2 or more polymerases are present at each replication fork
- DNA polymerase α which contains primase activity, initiates nuclear DNA synthesis by synthesizing an RNA primer, followed by a short string of DNA nucleotides.
- After DNA polymerase α has laid down from 30 to 40 nucleotides, DNA polymerase δ completes replication of lagging strand and DNA polymerase ε completes leading strand synthesis. (polymerase switching happens once priming of DNA replication occurred)
- DNA Polymerase δ must interact with proteins PCNA (proliferating cell nuclear antigen) and replication factor C (RFC) to be active. PCNA is the sliding clamp that tethers Pol δ to the DNA to allow processive replication (to prevent the polymerase from falling off the template).
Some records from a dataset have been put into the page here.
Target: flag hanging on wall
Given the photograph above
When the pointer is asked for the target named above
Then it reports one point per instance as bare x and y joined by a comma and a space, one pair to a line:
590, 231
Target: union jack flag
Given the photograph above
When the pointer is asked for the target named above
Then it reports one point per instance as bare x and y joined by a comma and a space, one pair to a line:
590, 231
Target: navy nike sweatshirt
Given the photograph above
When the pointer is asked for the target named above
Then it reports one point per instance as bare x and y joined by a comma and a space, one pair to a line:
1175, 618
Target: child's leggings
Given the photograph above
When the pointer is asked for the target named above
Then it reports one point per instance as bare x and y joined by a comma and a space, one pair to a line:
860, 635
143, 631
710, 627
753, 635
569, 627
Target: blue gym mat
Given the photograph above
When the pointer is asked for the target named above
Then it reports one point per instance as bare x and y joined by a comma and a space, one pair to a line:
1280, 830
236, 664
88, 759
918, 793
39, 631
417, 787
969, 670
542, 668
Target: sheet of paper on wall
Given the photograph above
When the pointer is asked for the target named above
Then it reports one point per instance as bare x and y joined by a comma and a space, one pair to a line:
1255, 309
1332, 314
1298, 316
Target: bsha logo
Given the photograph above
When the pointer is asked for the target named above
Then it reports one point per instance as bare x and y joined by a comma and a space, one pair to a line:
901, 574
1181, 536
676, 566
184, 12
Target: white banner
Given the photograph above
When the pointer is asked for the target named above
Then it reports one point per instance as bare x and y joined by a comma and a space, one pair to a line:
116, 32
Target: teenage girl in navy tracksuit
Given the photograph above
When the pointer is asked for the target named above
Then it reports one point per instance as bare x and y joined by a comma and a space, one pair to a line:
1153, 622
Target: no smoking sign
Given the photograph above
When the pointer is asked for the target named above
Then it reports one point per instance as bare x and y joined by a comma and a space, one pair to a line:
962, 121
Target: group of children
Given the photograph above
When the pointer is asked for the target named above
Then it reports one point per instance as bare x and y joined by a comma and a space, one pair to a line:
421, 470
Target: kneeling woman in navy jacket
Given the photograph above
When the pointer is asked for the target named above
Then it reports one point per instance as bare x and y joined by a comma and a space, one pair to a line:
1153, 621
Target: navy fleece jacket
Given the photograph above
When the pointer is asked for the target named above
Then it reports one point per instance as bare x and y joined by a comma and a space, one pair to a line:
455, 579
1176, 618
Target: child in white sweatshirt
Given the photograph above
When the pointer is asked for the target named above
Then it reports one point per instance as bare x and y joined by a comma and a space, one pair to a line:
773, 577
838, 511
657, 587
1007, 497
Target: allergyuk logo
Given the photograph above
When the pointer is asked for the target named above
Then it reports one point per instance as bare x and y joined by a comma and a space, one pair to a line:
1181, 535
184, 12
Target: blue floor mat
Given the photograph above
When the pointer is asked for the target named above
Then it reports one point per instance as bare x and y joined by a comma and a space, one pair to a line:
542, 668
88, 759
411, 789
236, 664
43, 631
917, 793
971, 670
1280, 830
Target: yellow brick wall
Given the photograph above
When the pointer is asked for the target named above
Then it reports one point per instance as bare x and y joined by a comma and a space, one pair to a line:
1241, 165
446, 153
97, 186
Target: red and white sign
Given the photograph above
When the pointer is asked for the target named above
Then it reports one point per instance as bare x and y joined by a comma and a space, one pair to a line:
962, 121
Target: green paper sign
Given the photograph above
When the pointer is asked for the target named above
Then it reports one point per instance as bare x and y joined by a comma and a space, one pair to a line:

- DNA replication then proceeds bidirectionally until each replication fork has collided with an oppositely traveling replication fork, thereby completing the replication of the replicon (Elongation and Termination).
Prevention of pre-replication complex re-assembly
- During each cell cycle, it is important that the genome be completely replicated once and only once. Formation of the pre-replication complex during late M and early G1 phase is required for genome replication, but after the genome has been replicated the pre-RC must not form again until the next cell cycle.
- In S.cerevisiae, geminin and CDKs (cyclin dependent kinases) prevent formation of the replication complex during late G1, S, and G2 phases by:
- Excluding MCM2-7 and Cdt1 from the nucleus
- Targeting Cdc6 for degradation by the proteasome
- Dissociating ORC1-6 from chromatin via phosphorylation
(An active replication fork will destroy any licensed pre-RCs and unfired initiation complexes in its path, thereby preventing the DNA at such sites from being replicated twice).